Quick Reads
Eighth Grade
A painfully real coming-of age tale
It was just another day, a normal day, where I was speaking with a friend of mine. We both had our phones in hands and were speaking with those people, while chatting with each other. Showing each other memes was a part of it for sure. Although what we consider funny differed, it was going on and on. Somewhere in between, he found a photo of a classmate from school that he showed me. This classmate had a sticky note on his back saying some random thing, meant to annoy him.
What a cliché, right! Must have seen this already in a bunch of high school dramas. But that was not the worst part (!) The friend I was sitting across with told me this story of how it embarrassed that classmate, and he told me with the shortest detail, careful enough not to miss anything. And after that, he asked if he should send this to that guy, which he quite literally bullied back then. I get that, we grow up and tend to forget these grudges or leave them behind.
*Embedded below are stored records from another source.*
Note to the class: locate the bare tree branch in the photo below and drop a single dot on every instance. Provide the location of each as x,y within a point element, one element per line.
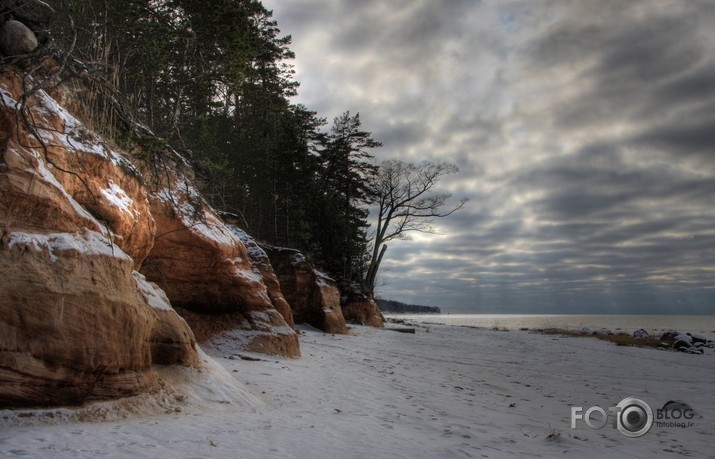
<point>406,203</point>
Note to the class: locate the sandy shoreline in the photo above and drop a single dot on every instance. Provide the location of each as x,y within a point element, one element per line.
<point>445,391</point>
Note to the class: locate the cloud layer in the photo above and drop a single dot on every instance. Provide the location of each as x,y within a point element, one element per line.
<point>584,132</point>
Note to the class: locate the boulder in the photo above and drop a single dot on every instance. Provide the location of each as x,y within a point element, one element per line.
<point>641,333</point>
<point>314,297</point>
<point>16,39</point>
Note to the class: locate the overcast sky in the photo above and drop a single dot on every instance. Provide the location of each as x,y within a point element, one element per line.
<point>584,132</point>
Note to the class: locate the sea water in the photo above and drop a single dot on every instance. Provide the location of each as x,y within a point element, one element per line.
<point>617,323</point>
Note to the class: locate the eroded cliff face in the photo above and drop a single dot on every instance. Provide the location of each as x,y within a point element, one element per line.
<point>203,266</point>
<point>363,311</point>
<point>313,296</point>
<point>77,321</point>
<point>80,228</point>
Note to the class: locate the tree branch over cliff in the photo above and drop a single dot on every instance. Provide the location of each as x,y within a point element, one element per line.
<point>406,203</point>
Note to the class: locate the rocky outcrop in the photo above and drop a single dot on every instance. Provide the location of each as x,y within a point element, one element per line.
<point>262,266</point>
<point>313,296</point>
<point>94,250</point>
<point>363,312</point>
<point>201,264</point>
<point>77,321</point>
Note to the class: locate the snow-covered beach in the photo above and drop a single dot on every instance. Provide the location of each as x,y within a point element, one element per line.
<point>445,391</point>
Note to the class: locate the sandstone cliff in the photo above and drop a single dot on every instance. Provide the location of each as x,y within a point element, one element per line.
<point>313,296</point>
<point>80,227</point>
<point>363,311</point>
<point>202,265</point>
<point>77,321</point>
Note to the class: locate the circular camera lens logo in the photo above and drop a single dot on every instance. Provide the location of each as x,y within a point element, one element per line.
<point>635,417</point>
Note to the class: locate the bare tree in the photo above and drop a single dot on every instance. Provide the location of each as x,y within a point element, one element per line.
<point>406,203</point>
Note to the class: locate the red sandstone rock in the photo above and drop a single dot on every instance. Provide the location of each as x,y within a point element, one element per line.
<point>76,321</point>
<point>313,296</point>
<point>262,266</point>
<point>363,312</point>
<point>202,265</point>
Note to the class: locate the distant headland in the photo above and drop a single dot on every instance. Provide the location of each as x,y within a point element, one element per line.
<point>398,307</point>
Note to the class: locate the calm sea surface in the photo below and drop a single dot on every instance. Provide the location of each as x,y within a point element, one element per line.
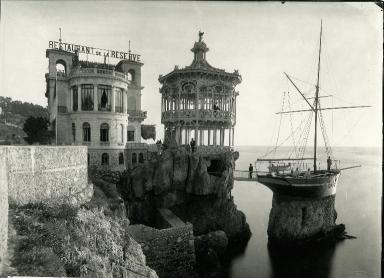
<point>358,204</point>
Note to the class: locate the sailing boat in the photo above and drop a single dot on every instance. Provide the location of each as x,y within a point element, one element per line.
<point>313,183</point>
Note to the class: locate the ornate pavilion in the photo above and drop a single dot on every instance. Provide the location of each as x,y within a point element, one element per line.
<point>199,101</point>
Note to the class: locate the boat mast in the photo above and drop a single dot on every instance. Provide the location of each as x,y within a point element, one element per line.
<point>317,100</point>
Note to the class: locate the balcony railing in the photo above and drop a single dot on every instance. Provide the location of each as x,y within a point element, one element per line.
<point>137,113</point>
<point>106,108</point>
<point>200,114</point>
<point>97,71</point>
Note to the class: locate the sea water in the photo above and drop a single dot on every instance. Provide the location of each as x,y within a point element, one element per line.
<point>358,205</point>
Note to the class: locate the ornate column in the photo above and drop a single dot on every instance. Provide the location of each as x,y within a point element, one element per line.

Many times, the older ‘him’ is much different or changed for such thing to matter even a miniscule.
But that is not the case every time. Sometimes, these ghosts of memories haunt for so long that one possibly can’t seem to grow out of it. I’ve seen and met people who had not gotten over it, not for the sake of seeking sympathy, but rather because the bruises were too strong to get over. Their older selves are living reality with anxieties and fears that often get shadowed by the people with extreme confidence.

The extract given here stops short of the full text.